Papa Francesco non si è seduto in cattedra e non si è barricato nei palazzi, è sceso (anzi è rimasto) nelle strade del mondo. Dalla cattedra e dai palazzi infatti puoi analizzare la disperazione ma non sentirla. Puoi preparare una bella omelia per gratificare l'ego ma non puoi vedere come l’angoscia deturpa un volto. Puoi conoscere (concettualmente) la sofferenza ma non la subisci e quindi non la condividi. Ce l’hai solo nella mente e non sulla pelle e quindi neanche nel cuore. Rimane un concetto non un’esperienza che ti coinvolge e ti cambia. Puoi provare dispiacere ma non puoi vivere la compassione.  C’è odore di pulito nei palazzi e il grido dei poveri rimbalza sui doppi vetri. Si vive una realtà virtuale, non incarnata. Dalla cattedra e dai palazzi la strada è lontana e la osservi dall'alto. Andando a Lampedusa, restituendo voce agli esclusi, visitando quelli che al sistema non servono, ricomponendo l’immagine reale di Dio, Papa Francesco riconcilia la chiesa con il Vangelo.
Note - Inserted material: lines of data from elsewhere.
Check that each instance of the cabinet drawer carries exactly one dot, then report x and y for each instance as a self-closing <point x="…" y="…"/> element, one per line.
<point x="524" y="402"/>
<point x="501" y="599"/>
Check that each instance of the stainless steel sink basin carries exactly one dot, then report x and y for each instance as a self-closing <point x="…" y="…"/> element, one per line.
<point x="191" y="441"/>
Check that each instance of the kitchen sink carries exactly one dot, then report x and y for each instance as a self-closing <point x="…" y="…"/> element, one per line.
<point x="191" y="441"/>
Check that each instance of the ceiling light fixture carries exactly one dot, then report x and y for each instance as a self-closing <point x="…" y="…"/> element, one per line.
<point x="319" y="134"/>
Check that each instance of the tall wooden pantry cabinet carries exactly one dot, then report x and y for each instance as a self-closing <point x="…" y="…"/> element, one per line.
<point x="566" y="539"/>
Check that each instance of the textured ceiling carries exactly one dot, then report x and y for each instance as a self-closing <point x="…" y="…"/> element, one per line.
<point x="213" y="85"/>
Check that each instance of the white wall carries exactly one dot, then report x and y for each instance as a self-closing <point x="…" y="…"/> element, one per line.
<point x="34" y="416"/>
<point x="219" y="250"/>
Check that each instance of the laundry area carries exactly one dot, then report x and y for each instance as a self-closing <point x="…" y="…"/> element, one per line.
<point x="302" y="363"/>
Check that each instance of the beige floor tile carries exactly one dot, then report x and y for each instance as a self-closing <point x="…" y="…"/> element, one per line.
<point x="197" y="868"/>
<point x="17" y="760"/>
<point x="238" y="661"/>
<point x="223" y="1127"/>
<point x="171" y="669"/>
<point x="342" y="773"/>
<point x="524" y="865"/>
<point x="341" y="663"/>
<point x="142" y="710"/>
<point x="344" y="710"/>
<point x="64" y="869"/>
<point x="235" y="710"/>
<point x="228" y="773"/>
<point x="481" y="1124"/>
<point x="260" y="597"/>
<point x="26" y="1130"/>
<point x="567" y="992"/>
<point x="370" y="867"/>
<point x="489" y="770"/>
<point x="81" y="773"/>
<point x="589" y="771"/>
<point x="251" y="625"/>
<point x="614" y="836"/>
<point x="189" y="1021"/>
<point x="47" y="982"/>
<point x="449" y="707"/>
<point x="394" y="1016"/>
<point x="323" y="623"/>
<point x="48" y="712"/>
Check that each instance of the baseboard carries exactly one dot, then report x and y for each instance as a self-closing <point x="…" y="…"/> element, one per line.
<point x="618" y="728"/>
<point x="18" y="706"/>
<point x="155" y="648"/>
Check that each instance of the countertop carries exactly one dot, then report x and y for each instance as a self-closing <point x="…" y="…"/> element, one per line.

E da questo si vede che è un uomo di preghiera: non si lascia normalizzare(*).

(*)“Dalla nostra fede in Cristo fattosi povero, e sempre vicino ai poveri e agli esclusi, deriva la preoccupazione per lo sviluppo integrale dei più abbandonati della società”.
(Papa Francesco, Evangelii Gaudium, 186)

“Ogni cristiano e ogni comunità sono chiamati ad essere strumenti di Dio per la liberazione e la promozione dei poveri, in modo che essi possano integrarsi pienamente nella società; questo suppone che siamo docili e attenti ad ascoltare il grido del povero e soccorrerlo”.
(Papa Francesco, Evangelii Gaudium, 187)

“Per la Chiesa l’opzione per i poveri è una categoria teologica prima che culturale, sociologica, politica o filosofica”.